Converting the GBI Syntax Trees to a Dependency Analysis
Non-leaf nodes in the GBI syntax trees have a Head
attribute which indicates the index of the child considered the head.
So the algorithm is fairly straightforward. For each leaf-node:
- walk up the tree until you find a node whose
Head
attribute is NOT the index of the child we just came from - follow the
Head
attributes back down the tree until you hit another leaf-node - that second leaf-node is the head of the leaf-node you started on
- the “type” of the dependency is the
Cat
of the second-to-last node you visited walking up in step 1.
The only catch is the source data this script uses omits a Head
altogether in three types of cases. The original GBI analysis treated the Head
as being "1"
in these cases so I special case that in the code. I don’t necessarily agree with the choice but it’s easy to change (see below).
I’ve put the code in a gist: https://gist.github.com/jtauber/c02d0928811b7ed21c9a
The result (on the first part of John 3.16) is:
64003016001 Οὕτως 64003016003 ADV 64003016002 γὰρ 64003016003 conj 64003016003 ἠγάπησεν None CL 64003016004 ὁ 64003016005 det 64003016005 θεὸς 64003016003 S 64003016006 τὸν 64003016007 det 64003016007 κόσμον 64003016003 O 64003016008 ὥστε 64003016013 conj 64003016009 τὸν 64003016010 det 64003016010 υἱὸν 64003016013 O 64003016011 τὸν 64003016012 det 64003016012 μονογενῆ 64003016010 np 64003016013 ἔδωκεν, 64003016003 CL
The dependency relationship color highlighting experiment on this site shows a possible way of conveying this dependency information in a text (in this case, 2 John).

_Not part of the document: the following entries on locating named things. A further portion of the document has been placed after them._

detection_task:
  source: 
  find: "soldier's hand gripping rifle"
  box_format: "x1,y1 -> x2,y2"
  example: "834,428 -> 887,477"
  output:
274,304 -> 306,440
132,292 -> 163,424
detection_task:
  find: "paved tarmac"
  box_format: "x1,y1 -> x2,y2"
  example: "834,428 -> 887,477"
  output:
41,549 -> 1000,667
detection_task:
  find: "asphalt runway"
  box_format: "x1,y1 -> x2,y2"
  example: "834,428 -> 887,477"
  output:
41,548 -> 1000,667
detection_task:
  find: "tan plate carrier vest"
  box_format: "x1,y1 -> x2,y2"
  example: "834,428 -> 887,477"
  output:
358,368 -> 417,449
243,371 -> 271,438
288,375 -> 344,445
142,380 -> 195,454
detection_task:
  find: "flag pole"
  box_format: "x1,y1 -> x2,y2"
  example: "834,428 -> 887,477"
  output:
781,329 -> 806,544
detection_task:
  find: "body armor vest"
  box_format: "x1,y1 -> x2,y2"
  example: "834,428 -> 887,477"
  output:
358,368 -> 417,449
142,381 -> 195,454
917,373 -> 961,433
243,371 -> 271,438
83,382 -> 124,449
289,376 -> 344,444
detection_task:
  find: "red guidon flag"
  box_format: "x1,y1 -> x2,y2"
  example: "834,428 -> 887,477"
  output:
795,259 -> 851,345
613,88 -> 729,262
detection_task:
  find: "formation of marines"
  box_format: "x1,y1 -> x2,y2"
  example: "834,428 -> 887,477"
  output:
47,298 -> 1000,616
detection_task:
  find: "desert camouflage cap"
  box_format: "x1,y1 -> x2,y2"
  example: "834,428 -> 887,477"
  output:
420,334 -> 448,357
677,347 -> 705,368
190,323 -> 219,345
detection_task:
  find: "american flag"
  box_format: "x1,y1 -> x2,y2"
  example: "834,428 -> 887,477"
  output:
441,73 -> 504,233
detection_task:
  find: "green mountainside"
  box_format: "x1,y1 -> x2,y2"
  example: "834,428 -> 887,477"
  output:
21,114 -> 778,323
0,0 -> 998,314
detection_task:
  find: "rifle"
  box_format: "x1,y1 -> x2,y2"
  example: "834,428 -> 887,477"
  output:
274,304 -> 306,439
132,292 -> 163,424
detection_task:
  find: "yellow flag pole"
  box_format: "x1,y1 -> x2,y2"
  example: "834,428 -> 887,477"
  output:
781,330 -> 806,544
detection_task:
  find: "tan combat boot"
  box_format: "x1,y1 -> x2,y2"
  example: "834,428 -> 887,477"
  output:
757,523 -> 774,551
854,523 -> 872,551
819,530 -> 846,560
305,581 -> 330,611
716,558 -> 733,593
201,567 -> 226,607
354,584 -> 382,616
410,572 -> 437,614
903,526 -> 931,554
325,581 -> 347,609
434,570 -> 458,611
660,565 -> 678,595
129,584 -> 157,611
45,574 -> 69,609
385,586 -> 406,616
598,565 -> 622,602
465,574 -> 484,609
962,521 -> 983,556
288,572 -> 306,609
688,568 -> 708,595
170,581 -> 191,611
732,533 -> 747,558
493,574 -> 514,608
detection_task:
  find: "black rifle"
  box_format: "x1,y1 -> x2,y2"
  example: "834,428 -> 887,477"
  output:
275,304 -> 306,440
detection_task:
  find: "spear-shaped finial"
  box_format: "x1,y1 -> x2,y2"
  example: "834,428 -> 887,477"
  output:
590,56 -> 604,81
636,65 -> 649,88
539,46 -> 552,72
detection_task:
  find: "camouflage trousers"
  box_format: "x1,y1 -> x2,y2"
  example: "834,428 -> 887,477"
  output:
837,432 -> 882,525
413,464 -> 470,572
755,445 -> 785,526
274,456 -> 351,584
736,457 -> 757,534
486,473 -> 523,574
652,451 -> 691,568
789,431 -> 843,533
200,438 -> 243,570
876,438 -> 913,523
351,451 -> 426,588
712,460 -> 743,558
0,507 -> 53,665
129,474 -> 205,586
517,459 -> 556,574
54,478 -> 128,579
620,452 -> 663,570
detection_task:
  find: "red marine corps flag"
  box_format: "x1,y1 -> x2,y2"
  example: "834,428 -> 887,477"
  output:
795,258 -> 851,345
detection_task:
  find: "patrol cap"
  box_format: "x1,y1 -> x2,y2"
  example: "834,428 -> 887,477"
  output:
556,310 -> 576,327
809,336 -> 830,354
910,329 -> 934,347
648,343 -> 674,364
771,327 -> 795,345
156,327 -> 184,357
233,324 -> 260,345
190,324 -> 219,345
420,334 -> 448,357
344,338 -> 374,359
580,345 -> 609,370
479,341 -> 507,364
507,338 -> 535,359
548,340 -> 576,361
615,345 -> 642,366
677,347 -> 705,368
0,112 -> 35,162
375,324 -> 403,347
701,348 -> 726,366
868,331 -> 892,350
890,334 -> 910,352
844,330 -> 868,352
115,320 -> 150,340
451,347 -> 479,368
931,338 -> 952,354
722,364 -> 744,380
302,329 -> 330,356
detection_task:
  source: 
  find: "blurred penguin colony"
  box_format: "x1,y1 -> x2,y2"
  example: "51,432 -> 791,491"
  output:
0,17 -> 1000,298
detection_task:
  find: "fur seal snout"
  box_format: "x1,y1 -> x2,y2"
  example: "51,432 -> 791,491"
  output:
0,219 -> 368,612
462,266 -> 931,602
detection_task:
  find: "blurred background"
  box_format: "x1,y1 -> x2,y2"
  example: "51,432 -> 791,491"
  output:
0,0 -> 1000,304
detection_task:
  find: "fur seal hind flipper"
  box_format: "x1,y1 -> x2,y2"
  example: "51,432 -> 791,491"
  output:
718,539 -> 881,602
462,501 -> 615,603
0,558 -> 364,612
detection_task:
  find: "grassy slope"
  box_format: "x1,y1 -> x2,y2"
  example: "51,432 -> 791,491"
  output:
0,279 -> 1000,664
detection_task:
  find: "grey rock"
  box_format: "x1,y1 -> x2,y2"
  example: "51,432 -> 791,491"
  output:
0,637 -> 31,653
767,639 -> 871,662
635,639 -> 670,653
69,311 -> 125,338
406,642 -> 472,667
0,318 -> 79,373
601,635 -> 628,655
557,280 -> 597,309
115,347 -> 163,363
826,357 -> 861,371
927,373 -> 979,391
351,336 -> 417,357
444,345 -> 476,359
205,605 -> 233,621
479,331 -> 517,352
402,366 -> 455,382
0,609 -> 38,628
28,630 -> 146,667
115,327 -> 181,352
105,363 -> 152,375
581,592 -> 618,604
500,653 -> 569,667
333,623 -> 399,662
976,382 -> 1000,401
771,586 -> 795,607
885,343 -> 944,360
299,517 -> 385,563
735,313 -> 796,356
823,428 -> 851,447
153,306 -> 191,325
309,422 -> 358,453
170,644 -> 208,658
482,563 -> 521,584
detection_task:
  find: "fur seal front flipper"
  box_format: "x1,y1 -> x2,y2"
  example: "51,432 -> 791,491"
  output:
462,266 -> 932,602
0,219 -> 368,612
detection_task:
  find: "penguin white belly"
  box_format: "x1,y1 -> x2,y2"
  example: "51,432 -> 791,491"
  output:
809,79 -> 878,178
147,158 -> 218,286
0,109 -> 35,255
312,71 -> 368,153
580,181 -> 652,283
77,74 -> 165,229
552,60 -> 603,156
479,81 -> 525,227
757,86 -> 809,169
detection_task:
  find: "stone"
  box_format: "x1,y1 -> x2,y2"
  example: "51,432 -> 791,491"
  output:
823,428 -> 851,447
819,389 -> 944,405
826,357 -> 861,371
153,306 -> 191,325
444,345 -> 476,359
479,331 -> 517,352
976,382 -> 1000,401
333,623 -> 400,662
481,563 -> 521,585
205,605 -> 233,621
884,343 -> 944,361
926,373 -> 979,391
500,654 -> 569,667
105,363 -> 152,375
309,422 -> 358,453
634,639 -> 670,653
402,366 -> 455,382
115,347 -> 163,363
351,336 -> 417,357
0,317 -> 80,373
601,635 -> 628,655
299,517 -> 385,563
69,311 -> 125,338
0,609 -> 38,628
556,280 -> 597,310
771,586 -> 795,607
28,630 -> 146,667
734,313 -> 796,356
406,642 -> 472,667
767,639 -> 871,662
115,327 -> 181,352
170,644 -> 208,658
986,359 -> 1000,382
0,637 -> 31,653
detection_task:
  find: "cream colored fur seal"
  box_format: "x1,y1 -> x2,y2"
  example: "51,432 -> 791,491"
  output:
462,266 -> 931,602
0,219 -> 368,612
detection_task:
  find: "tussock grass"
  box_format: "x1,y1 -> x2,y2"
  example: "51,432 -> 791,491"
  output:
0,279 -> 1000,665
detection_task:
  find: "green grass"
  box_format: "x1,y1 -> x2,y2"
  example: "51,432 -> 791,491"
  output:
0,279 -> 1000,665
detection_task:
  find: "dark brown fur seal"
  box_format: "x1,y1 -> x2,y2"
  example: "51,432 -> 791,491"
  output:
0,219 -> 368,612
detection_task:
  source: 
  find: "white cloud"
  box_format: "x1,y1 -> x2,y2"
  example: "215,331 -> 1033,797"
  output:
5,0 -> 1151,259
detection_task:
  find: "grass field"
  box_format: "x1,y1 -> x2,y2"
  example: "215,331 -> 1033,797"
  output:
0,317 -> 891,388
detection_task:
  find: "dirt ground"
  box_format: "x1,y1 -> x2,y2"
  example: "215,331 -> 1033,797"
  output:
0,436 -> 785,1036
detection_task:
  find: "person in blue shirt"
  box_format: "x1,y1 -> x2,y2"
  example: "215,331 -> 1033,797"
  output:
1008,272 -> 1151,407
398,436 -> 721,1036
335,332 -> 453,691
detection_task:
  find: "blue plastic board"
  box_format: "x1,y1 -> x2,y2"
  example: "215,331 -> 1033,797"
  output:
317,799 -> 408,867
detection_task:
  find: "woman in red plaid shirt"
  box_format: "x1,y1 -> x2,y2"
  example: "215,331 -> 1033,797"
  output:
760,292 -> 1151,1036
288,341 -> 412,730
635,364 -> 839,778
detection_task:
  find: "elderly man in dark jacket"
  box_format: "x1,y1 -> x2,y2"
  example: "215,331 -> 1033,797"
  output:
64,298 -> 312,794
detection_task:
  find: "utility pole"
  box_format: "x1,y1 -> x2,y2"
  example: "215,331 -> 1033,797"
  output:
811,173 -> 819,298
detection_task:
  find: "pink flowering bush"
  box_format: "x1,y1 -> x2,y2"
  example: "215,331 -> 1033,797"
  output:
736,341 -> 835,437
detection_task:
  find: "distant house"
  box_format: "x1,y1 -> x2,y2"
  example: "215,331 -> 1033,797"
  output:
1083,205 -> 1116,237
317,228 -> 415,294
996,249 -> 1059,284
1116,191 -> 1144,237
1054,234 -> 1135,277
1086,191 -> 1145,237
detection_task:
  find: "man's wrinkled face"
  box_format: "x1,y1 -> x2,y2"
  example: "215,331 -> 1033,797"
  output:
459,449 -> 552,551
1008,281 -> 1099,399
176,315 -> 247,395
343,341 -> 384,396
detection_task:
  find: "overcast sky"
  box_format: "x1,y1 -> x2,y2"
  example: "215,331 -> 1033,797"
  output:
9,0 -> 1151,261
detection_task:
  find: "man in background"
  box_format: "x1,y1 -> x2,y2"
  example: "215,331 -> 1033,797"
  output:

As mentioned, I don’t necessarily always agree with the GBI choice of head, however, it’s fairly straightfoward to alter the code to override the choice of head in certain contexts.
For example, if you consider the complementizer the head, you can just add code that takes Head="0"
where Rule="that-VP"
and so on. Similarly with prepositions, determiners, etc.
Finally note that it’s not quite possible to reconstruct the original tree from the dependency data because the algorithm effectively eliminates information on some intermediate nodes. Some may consider this an advantage.